Rathbarry Sprigging School

During a recent visit to West Cork, I found a tourist brochure in our hotel that featured the Sprigging School in Rathbarry. Sprigging is a form of lace that derives its name from the fact that the motifs are shaped like a leafy sprig. With my curiosity piqued, I set out to discover the quaint little building that once housed the lace school. 

The Sprigging School was established on the Castlefreke Estate by Lady Carbery in 1825, and is accessed via a bridge over a small stream. Now a one-roomed building, it was originally divided in two to include a domestic space for the live-in teacher, who slept on a settle bed in the kitchen. The teacher also kept ducks and hens, and they too slept in the school at night. An information panel in the building tells the humorous story of a visit that Lady Carbery paid to the school, during which she was so displeased by the mess created by the teacher's poultry that she reported her to the local magistrate! When brought before the judge, the teacher defended herself by saying:

Your Honour,
I've made lace for Lord Donoughmore,
For Ladies and Gentlemen
Over a score.
Then or never before
Was the charge of uncleanliness
Laid at my door.

The judge dismissed the case.

 

The cost of attending the school was five shillings per term. In turn, the skills acquired here provided local women with a valuable means of earning an income and sustaining their families throughout the Great Famine. 

 

Sprigging, a type of white embroidery worked on fine white linen, was generally used to create collars and handkerchiefs, babies' bonnets and christening robes, as well as table linens. Typical motifs incude daisies and shamrocks. Stems and buttonholes would be worked in satin thread, and the edge could be embroidered or crocheted. It is similar in style to Ayrshire Whitework, and was often marketed and sold as such abroad. Documents of the time claim that the Irish work actually outsold its Scottish counterpart. 
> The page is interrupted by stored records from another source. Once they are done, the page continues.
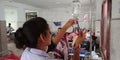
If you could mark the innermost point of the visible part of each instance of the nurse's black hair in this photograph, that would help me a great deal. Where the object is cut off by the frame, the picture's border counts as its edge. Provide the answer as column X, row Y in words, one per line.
column 27, row 36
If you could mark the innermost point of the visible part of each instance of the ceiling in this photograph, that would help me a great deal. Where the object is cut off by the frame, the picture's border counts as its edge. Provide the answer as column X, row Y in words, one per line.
column 52, row 3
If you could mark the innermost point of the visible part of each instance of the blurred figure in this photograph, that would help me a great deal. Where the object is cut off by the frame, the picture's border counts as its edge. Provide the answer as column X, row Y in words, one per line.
column 9, row 29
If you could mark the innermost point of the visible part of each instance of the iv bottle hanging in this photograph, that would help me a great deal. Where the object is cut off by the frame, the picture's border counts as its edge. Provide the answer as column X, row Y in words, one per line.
column 75, row 13
column 76, row 8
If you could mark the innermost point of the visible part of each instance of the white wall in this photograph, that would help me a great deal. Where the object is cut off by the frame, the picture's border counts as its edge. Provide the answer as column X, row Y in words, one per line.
column 21, row 8
column 2, row 16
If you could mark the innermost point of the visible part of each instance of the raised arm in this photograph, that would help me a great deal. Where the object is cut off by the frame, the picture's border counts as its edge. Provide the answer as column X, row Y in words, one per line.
column 77, row 48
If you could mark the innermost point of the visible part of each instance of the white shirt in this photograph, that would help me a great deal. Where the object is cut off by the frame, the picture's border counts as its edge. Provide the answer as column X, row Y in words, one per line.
column 35, row 54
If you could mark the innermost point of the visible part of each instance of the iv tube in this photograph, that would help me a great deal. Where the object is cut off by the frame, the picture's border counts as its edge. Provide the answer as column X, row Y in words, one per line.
column 76, row 12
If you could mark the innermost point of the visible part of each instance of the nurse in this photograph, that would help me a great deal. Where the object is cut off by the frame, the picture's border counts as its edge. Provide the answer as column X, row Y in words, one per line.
column 35, row 38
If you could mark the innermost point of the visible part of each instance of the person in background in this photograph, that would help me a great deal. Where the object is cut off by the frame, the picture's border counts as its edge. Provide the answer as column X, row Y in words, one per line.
column 35, row 38
column 61, row 50
column 9, row 29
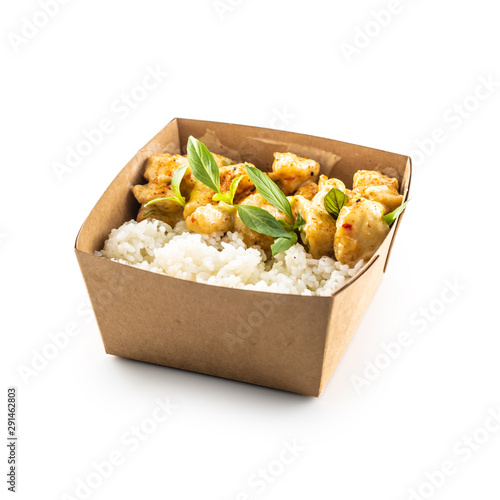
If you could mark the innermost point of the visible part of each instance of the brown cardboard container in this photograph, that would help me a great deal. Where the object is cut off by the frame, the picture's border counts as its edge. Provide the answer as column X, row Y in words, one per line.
column 287, row 342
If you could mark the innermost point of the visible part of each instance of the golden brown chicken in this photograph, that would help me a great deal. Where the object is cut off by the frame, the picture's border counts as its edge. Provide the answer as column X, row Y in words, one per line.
column 378, row 187
column 360, row 231
column 308, row 190
column 319, row 230
column 211, row 219
column 292, row 171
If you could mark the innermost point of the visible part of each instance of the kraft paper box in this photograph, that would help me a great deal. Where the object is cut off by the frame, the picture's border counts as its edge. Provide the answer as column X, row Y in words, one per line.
column 287, row 342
The finest known work associated with the school is the Rathbarry Dress, a stunningly intricate white garment that featured in a an exhibition in the Crawford Gallery entitled "Made in Cork: The Arts and Crafts Movement 1880's–1920's". The dress was purchased in England by Cork-based Irish Lace expert, Veronica Stuart, and she brought the dress to Headford with her as part of the talk she gave here on Culture Night. 

 

An article by Brian Moore for the The Southern Star newspaper quotes Veronica as saying that the "dress is the equivalent of a commissioned designer, haute couture, creation today. The dress would have taken hundreds of hours to make but, unlike a wedding dress or a piece made for a special occasion, this dress would have been worn, maybe not everyday. However, it would not have been left in the wardrobe only to be admired on a hanger. It would have been worn perhaps for afternoon tea every now and again."

180422 museum82

180422 museum84

When the school building fell into disuse, Lady Carbery offered it to a local homeless man. According to Jo Kerrigan, author of Old Ways, Old Secrets, the man refused on the grounds that the building had been erected across a fairy path, and therefore would surely bring bad luck to anyone who lived there!

In 2000, the Rathbarry Tidy Towns Committee undertook the restoration of the building using traditional methods, for which they received a major award in the Green Town 2000 competition.